Сью посмотрела в окно. Что там было считать? Был виден только пустой, унылый двор и глухая стена кирпичного дома в двадцати шагах. Старый-старый плющ с узловатым, подгнившим у корней стволом заплел до половины кирпичную стену. Холодное дыхание осени сорвало листья с лозы, и оголенные скелеты ветвей цеплялись за осыпающиеся кирпичи.
– Что там такое, милая? – спросила Сью.
– Шесть, – едва слышно ответила Джонси. – Теперь они облетают гораздо быстрее. Три дня назад их было почти сто. Голова кружилась считать. А теперь это легко. Вот и еще один полетел. Теперь осталось только пять.
– Чего пять, милая? Скажи своей Сьюди.
– Листьев. На плюще. Когда упадет последний лист, я умру. Я это знаю уже три дня. Разве доктор не сказал тебе?

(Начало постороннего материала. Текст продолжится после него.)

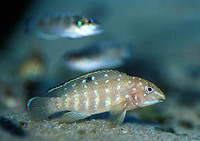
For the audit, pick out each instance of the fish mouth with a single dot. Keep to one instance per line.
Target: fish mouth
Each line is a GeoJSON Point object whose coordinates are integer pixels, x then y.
{"type": "Point", "coordinates": [161, 99]}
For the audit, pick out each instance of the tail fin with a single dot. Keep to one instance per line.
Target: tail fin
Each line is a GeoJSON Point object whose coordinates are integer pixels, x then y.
{"type": "Point", "coordinates": [38, 108]}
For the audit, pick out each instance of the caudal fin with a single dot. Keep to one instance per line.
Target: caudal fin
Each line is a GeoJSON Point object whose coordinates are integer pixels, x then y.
{"type": "Point", "coordinates": [38, 108]}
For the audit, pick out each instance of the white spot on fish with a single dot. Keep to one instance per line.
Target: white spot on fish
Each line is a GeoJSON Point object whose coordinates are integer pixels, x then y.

– Первый раз слышу такую глупость! – с великолепным презрением отпарировала Сью. – Какое отношение могут иметь листья на старом плюще к тому, что ты поправишься? А ты еще так любила этот плющ, гадкая девочка! Не будь глупышкой. Да ведь еще сегодня доктор говорил мне, что ты скоро выздоровеешь… позволь, как же это он сказал?.. что у тебя десять шансов против одного. А ведь это не меньше, чем у каждого из нас здесь в Нью-Йорке, когда едешь в трамвае или идешь мимо нового дома. Попробуй съесть немножко бульона и дай твоей Сьюди закончить рисунок, чтобы она могла сбыть его редактору и купить вина для своей больной девочки и свиных котлет для себя.

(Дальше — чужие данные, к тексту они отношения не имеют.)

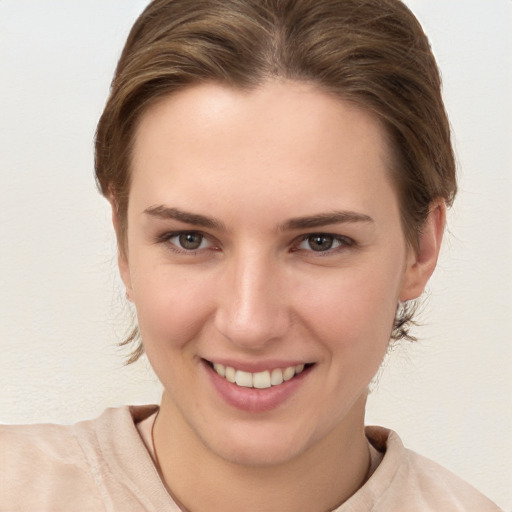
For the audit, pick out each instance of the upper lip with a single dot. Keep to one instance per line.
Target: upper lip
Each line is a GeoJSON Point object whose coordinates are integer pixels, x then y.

– Вина тебе покупать больше не надо, – отвечала Джонси, пристально глядя в окно. – Вот и еще один полетел. Нет, бульона я не хочу. Значит, остается всего четыре. Я хочу видеть, как упадет последний лист. Тогда умру и я.
– Джонси, милая, – сказала Сью, наклоняясь над ней, – обещаешь ты мне не открывать глаз и не глядеть в окно, пока я не кончу работать? Я должна сдать иллюстрацию завтра. Мне нужен свет, а то я спустила бы штору.
– Разве ты не можешь рисовать в другой комнате? – холодно спросила Джонси.
– Мне бы хотелось посидеть с тобой, – сказала Сью. – А кроме того, я не желаю, чтобы ты глядела на эти дурацкие листья.
– Скажи мне, когда кончишь, – закрывая глаза, произнесла Джонси, бледная и неподвижная, как поверженная статуя, – потому что мне хочется видеть, как упадет последний лист. Я устала ждать. Я устала думать. Мне хочется освободиться от всего, что меня держит, – лететь, лететь все ниже и ниже, как один из этих бедных, усталых листьев.
– Постарайся уснуть, – сказала Сью. – Мне надо позвать Бермана, я хочу писать с него золотоискателя-отшельника. Я самое большее на минутку. Смотри же, не шевелись, пока я не приду.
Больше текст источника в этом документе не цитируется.